Our parliamentarians need help with Bill C-14, the doctor assisted death bill. They should read On Death and Dying a book published in 1969. It was written by Elisabeth Kübler-Ross and remains today as the principal textbook on the human reaction to death. As the times dictated, she did not dwell on doctor-assisted death. If written today, that would be a substantial part of the discussion.
What Kübler-Ross focused on in her book is the hope and will to live. If they understood human needs when faced with death, our MPs and Senators would never even consider that shallow and unworthy Bill C-14 that is now before parliament.
The Supreme Court addressed the issue a year ago as a human rights question. And that is as it should be. Is there any more important decision for the individual than the question of their life and death? And what right have we as fellow humans to question or set rigid parameters on that? Bill C-14 lacks empathy, humanity and recognition of the rights of the individual. People have to be allowed to choose ahead. Delays in the process can be inhumane. A person’s calendar years neither define maturity nor enjoyment of life. And cruel extensions of living horror need not be inflicted because the individual concerned is considered no longer competent.
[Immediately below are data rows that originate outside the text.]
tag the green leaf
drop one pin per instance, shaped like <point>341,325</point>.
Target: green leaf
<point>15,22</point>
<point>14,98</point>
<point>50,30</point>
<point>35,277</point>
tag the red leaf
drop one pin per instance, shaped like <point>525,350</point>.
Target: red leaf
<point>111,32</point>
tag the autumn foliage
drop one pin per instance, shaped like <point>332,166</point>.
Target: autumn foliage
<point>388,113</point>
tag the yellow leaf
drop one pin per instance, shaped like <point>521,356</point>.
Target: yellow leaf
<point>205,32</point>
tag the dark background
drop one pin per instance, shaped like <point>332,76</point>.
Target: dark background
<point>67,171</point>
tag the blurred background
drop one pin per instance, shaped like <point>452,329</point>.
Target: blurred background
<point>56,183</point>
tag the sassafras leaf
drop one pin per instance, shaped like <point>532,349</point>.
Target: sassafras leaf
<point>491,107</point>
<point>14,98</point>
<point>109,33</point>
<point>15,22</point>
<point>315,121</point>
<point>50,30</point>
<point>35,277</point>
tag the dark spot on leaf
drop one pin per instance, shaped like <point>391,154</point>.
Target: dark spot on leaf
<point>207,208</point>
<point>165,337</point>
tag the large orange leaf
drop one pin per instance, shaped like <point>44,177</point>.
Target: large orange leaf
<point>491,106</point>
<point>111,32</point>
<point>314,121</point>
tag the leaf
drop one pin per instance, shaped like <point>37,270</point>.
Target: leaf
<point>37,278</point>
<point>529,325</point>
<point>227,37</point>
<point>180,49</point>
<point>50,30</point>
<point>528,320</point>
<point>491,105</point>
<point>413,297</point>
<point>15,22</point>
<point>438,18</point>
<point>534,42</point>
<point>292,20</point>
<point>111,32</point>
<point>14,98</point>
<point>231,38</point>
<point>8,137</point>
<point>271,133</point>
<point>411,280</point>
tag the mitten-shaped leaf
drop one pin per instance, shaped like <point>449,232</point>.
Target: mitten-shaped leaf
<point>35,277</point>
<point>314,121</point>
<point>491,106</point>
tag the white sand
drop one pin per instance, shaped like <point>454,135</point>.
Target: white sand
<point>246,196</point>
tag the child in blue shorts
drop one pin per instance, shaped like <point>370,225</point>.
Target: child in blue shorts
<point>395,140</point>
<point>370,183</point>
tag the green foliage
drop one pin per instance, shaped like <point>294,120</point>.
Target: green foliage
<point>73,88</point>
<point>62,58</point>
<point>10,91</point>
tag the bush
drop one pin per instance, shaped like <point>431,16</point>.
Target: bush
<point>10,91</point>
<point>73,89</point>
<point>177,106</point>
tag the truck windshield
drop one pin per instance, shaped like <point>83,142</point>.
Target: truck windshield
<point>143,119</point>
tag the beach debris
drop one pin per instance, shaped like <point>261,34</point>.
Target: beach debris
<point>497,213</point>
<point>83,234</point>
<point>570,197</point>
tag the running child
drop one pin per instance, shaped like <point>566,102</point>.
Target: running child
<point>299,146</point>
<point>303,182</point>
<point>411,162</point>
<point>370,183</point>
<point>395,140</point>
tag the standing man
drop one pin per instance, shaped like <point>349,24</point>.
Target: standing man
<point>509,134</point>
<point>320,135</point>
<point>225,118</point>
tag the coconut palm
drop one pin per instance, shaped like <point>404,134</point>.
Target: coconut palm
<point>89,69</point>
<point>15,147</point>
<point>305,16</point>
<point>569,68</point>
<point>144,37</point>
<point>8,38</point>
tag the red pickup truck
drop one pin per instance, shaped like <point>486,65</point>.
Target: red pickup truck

Torturers over the centuries of man’s inhumanity to man could likely tell us that there comes a point in inflicting pain when the victim only wants an end. Only the extreme of sadists can continue on.
And we should also mention that Bill C-14 is also sanctimonious. What could possibly have caused the people preparing the bill to have included the stipulation that death must be foreseeable. Of course it is. Human life is finite. We are all destined to die. And we all want dignity in death.
Is choosing a time of death only for the strong? People drive their cars into bridge abutments and oblivion, they swim to the setting sun in western seas or they simply take an excess of pills to end their pain. The moral question is only theirs to resolve for we cannot inflict our scruples on their need.
Our parliamentarians have a responsibility to Canadians. They have to set aside religious doctrine, personal fears and reflect on the compassion needed for those who seek a peaceful end to pain and suffering. They cannot make decisions for us all. They have to honour people’s wishes—asked for today or set in writing when first diagnosed. They have to honour others’ wishes as they would want their own wishes to be honoured.